Micron, SanDisk Rebound Strongly. Morgan Stanley Reveals Truth of Nvidia Spec Cut, Jensen Huang Says Memory Demand Boom May Last Years.
Storage stocks rebounded after Morgan Stanley refuted market rumors that Nvidia’s reduction in memory configurations for Vera Rubin racks signaled weakening demand. Morgan Stanley clarified the adjustment stems from supply-side constraints, not demand, aiming to mitigate DRAM shortages. This change is expected to be temporary, with higher configurations resuming once supply catches up. The report highlights a potential 2% impact on global DRAM demand in an extreme scenario. Separately, Nvidia and SK Hynix announced a multi-year partnership for next-generation AI memory development, with Nvidia’s CEO indicating a continued memory shortage for several years.

Tradingkey - Last Friday, storage stocks plummeted following rumors that Nvidia would reduce memory configurations for its Vera Rubin racks. For details, see " Market Rumors Nvidia Rubin Platform Plans to Reduce Memory Capacity… ".
The market interpreted news of Nvidia ( NVDA) reducing memory capacity for Vera Rubin racks as a sign of declining memory demand, leading to a 13.25% plunge in Micron and an 11.39% drop in SanDisk that day, marking their largest single-day declines since last year's U.S.-China tariff war.
However, Morgan Stanley's latest research report refuted this bearish view, serving as the biggest catalyst for today's rebound in storage stocks. As of press time, Micron Technology ( MU) was up 9.11%, SanDisk ( SNDK) rose 6.11%, Seagate Technology ( STX) rose 4.14%, and Western Digital ( WDC) rose 3.39%.

Morgan Stanley stated that while the reduction in memory configurations for Nvidia's Vera Rubin racks is indeed occurring, it emphasized that the adjustment is driven entirely by supply-side constraints rather than weak demand, suggesting the market's interpretation was completely backward.
The firm noted the sole purpose of the adjustment is to minimize the impact of DRAM shortages on GPU rack sales, which serves as evidence of a genuine shortage. Nvidia and its cloud computing customers are willing to purchase every gigabyte of SOCAMM memory available and will immediately revert to higher configurations once supply catches up.
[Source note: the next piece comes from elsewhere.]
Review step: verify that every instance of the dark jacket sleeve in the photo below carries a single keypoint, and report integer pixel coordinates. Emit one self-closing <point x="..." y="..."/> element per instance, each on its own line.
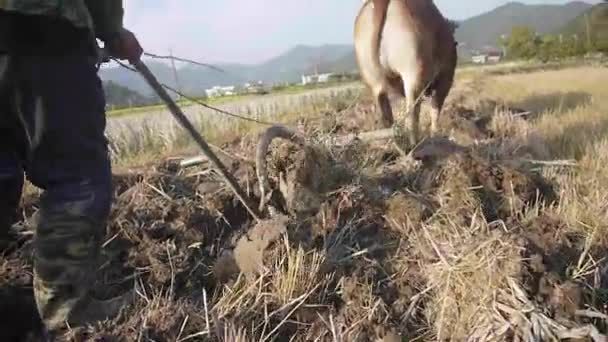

Regarding the scale of impact, assuming 53,000 to 70,000 racks are built next year with a 55TB configuration, SOCAMM demand from these racks would approach nearly 5% of total global DRAM demand. In an extreme case where configurations are halved, demand would decrease by approximately 1.4 million TB, or more than 2% of the total 6.2 million TB market, specifically affecting high-value segments. Morgan Stanley expects higher-capacity configurations to resume supply shortly after shipments begin.
In terms of market size, JPMorgan expects significant upward revisions to the global memory market size for 2026–2028, with the potential to reach $1.7 trillion by 2028 ($1.237 trillion for DRAM and $454.5 billion for NAND).
Trendforce analysts also pointed out that as HBM technology generations continue to evolve through 2027, increasing chip sizes and rising demand are expected to further exacerbate the displacement of conventional DRAM capacity. This will provide suppliers with justification for raising HBM prices and strengthen their pricing power in next year's HBM negotiations.
Additionally, amid the market panic, Nvidia CEO Jensen Huang shared positive news: there is currently no end in sight for the memory shortage cycle, as the entire supply chain remains undersupplied and the demand boom could last for several years.
Today, Nvidia and SK Hynix announced a multi-year technical partnership to conduct joint research and development on next-generation memory required for the construction of global AI factories.
Under the agreement, SK Hynix will develop dedicated memory for Nvidia's Vera Rubin AI supercomputer, Vera CPU, RTX Spark PC, and Jetson Thor robotics computing platform.
This content was translated using AI and reviewed for clarity. It is for informational purposes only.